I reached out and took her hand but she drew it back.
“Peggy, I’m sorry if I . . . offended you. But I think I have a little right to know something about you. Apparently you don’t care to tell me anything about yourself. I have to find out some way.”
“You don’t believe what I’ve told you, do you?”
“You’ve told me practically nothing.”
“Maybe I thought it was better.”
“Maybe I didn’t,” I said.
She opened her eyes.
“What would you like to know?” she asked, bitterly, “how I killed Albert? How I took an icepick and . . .”
“That’s enough, Peggy.”
“Let me tell you all about it,” she said.
“You
did
kill your husband, Peggy.”
“Yes, and I’d kill him again! You hear that, I’d kill him again. He was a pig, an
animal!”
”And would you go through everything else again. The trial, the accusations, Jim?”

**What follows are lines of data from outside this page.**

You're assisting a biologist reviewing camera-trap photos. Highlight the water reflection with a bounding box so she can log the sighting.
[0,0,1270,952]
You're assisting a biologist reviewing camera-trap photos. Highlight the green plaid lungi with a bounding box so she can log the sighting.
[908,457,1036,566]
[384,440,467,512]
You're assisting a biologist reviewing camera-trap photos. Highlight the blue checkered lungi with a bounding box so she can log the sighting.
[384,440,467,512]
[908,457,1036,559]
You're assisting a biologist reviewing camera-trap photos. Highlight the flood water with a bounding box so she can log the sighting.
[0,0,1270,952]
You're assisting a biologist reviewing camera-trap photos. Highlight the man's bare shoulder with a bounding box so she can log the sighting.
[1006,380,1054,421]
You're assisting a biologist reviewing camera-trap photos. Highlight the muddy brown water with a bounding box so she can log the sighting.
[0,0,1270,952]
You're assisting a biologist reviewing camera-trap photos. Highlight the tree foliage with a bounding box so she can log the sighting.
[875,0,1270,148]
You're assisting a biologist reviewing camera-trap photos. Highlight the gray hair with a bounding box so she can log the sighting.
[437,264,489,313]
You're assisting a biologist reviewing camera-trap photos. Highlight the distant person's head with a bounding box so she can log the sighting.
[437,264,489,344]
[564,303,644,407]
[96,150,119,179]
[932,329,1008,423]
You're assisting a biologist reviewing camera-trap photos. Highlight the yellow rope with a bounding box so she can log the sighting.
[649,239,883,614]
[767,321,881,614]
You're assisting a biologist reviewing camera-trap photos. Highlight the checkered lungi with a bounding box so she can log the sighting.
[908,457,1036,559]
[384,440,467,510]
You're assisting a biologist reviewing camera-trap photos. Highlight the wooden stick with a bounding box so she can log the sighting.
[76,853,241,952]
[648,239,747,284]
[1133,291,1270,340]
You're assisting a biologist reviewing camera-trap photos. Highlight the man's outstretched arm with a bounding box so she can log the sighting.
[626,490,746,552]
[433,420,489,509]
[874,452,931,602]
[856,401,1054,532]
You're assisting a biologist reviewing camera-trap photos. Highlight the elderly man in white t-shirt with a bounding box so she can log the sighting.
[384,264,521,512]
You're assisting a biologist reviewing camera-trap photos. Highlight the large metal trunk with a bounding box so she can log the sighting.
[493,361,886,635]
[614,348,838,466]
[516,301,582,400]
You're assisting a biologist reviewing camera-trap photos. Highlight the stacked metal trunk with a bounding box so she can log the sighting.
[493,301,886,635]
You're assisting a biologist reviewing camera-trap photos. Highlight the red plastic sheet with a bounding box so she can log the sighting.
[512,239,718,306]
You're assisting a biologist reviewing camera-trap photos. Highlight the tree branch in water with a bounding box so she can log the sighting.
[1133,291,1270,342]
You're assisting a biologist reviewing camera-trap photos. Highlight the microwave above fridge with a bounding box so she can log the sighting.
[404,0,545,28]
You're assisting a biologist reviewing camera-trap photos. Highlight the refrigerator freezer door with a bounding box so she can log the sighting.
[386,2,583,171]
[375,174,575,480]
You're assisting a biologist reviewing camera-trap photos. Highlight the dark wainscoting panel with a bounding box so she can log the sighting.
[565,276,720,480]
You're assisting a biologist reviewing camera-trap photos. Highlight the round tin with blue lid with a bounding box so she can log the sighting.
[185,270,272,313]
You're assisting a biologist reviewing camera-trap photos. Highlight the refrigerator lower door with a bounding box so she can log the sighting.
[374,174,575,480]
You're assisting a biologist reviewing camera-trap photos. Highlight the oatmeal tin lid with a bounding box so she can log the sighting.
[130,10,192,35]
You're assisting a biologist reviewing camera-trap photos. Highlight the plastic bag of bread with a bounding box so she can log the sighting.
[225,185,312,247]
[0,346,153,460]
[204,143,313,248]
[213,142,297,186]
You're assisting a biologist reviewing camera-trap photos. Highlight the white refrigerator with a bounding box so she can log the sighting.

“Why do you always keep harping on Jim? He’s always been good to me.”
“Good! He threatens to have you executed for a crime you’ve already been acquitted on! Is that what you call being good to you?”
“Maybe he’s . . .”
“What?”
“I don’t know.”
“I guess not. Well, Jim hasn’t been exactly good to me.”
“He’s your friend.”
“Does a friend have you beaten senseless?”
“That was a mistake and you know it,” she said. “He thought you were with his wife.”
“He doesn’t give a damn about his wife!”
“She’s an alcoholic and a nymphomaniac, why should he?”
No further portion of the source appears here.